Asset Filters

Asset Filters

Asset filters allow for just-in-time filtering of the contents of a video manifest. This is useful, for instance, when you want to present specific language tracks to a user based on their language preferences, or when you need to suppress certain tracks from being presented to devices that lack support, or when you want to present a specific bitrate to users when a stream starts.

Asset filters are applied to a specific asset, and are evaluated at the time of playback. They are not applied to the underlying asset itself, and multiple filters can be applied to a single asset. Filters are applied in the order they are created, with multiple filters being OR'd together to produce the final result.

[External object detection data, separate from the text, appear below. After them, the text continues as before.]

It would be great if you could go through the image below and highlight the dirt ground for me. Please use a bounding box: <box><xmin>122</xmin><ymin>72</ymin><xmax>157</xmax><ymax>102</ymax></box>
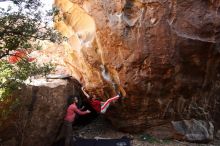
<box><xmin>73</xmin><ymin>116</ymin><xmax>220</xmax><ymax>146</ymax></box>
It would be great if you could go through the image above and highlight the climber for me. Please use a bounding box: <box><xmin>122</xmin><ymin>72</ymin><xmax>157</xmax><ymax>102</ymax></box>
<box><xmin>61</xmin><ymin>96</ymin><xmax>90</xmax><ymax>146</ymax></box>
<box><xmin>81</xmin><ymin>87</ymin><xmax>121</xmax><ymax>114</ymax></box>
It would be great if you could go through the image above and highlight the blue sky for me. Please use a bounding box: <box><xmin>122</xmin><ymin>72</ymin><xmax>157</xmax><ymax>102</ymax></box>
<box><xmin>0</xmin><ymin>0</ymin><xmax>54</xmax><ymax>11</ymax></box>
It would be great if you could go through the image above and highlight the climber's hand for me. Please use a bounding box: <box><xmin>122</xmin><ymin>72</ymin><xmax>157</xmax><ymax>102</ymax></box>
<box><xmin>86</xmin><ymin>110</ymin><xmax>91</xmax><ymax>113</ymax></box>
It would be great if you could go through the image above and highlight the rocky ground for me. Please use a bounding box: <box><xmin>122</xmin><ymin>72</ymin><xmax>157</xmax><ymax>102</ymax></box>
<box><xmin>74</xmin><ymin>116</ymin><xmax>220</xmax><ymax>146</ymax></box>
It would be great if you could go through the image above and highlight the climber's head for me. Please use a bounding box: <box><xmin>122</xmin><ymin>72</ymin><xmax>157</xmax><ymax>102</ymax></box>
<box><xmin>91</xmin><ymin>94</ymin><xmax>97</xmax><ymax>100</ymax></box>
<box><xmin>73</xmin><ymin>96</ymin><xmax>79</xmax><ymax>104</ymax></box>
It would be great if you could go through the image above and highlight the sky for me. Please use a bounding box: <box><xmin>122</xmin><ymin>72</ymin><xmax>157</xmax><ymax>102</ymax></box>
<box><xmin>0</xmin><ymin>0</ymin><xmax>54</xmax><ymax>26</ymax></box>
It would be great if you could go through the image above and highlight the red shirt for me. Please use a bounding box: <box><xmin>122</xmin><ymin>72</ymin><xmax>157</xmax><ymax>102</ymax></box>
<box><xmin>64</xmin><ymin>103</ymin><xmax>88</xmax><ymax>122</ymax></box>
<box><xmin>90</xmin><ymin>99</ymin><xmax>101</xmax><ymax>113</ymax></box>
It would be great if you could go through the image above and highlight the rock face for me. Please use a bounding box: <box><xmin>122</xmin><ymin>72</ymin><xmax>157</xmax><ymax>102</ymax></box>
<box><xmin>172</xmin><ymin>119</ymin><xmax>214</xmax><ymax>143</ymax></box>
<box><xmin>55</xmin><ymin>0</ymin><xmax>220</xmax><ymax>132</ymax></box>
<box><xmin>0</xmin><ymin>79</ymin><xmax>81</xmax><ymax>146</ymax></box>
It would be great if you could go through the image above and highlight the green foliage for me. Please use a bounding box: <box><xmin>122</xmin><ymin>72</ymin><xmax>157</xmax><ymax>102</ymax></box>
<box><xmin>0</xmin><ymin>0</ymin><xmax>62</xmax><ymax>101</ymax></box>
<box><xmin>0</xmin><ymin>59</ymin><xmax>54</xmax><ymax>101</ymax></box>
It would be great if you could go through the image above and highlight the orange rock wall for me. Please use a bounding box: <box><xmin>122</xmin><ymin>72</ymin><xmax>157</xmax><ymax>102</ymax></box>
<box><xmin>55</xmin><ymin>0</ymin><xmax>220</xmax><ymax>132</ymax></box>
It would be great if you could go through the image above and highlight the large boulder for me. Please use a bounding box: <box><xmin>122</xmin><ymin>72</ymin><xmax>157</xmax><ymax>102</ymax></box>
<box><xmin>55</xmin><ymin>0</ymin><xmax>220</xmax><ymax>132</ymax></box>
<box><xmin>172</xmin><ymin>119</ymin><xmax>214</xmax><ymax>143</ymax></box>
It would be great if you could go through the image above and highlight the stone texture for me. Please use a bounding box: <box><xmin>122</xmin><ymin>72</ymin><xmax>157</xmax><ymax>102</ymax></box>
<box><xmin>55</xmin><ymin>0</ymin><xmax>220</xmax><ymax>132</ymax></box>
<box><xmin>0</xmin><ymin>79</ymin><xmax>80</xmax><ymax>146</ymax></box>
<box><xmin>172</xmin><ymin>119</ymin><xmax>214</xmax><ymax>143</ymax></box>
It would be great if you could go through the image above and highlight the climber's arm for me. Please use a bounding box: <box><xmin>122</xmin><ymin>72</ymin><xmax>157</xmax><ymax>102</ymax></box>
<box><xmin>81</xmin><ymin>87</ymin><xmax>90</xmax><ymax>98</ymax></box>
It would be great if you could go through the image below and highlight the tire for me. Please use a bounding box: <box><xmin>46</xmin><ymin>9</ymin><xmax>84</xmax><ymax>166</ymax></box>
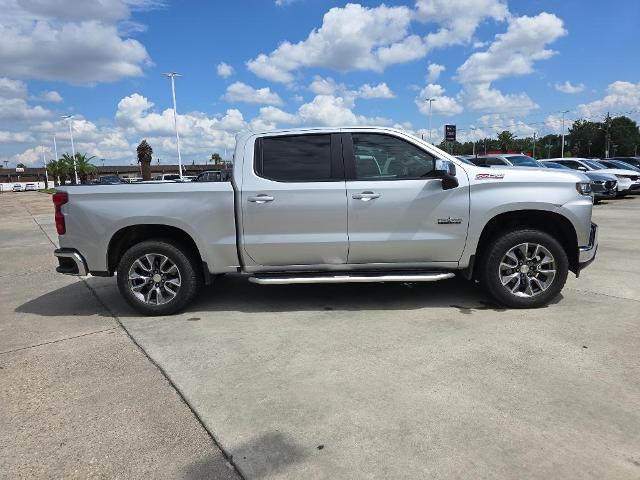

Filters have several important capabilities:

  1. Initial bitrate selection. In an HLS playlist, this feature determines the order of the tracks in the playlist, which determines where the client starts playback. Adjust this value in order to tune the initial playback experience for your users.
  2. VOD time window filtering. This is a capability that permits for a time window to be applied for a VOD asset's presentation. Consider a scenario where you have a 24-hour asset comprised of 24 back-to-back one-hour programs. You might create 24 separate asset filters and 24 separate streaming locators in order to present 24 unique programs to your users. Why you would prefer this approach over simply creating 24 separate assets is an exercise left to the reader.
  3. Live window delays (liveWindowBackoff). You can delay playback behind the "live point", for instance to allow for a delay in the presentation of a live event. This is useful in cases where you have a global cache that you would like to preheat. Clients view the delayed presentation, while the cache is populated with the live presentation.
  4. Live Sliding Window duration. This is setting the window of time between the live point of a manifest and the last video segment in a manifest. A live manifest, especially for long-duration content, can impair startup times. A common use case is to construct two live manifests, one with a short window for fast startup and playback at the live point, and another with a longer window for users who want to watch the entire event.
  5. Track filtering. Actually this is track inclusion. Define predicates that describe your video content and any matching tracks will be included in the manifest. Use this feature to create differentiated manifests based on client capabilities, or languages, or any other criteria you can think of.

Asset filters and account filters are exactly the same. Asset filters differ from account filters in that they are only assignable to a specific asset, though the interface is identical. Prefer asset filters in cases where your content is unique - typically VOD content time window filtering. In cases where you want a common set of rules applied across all your content, use an account filter.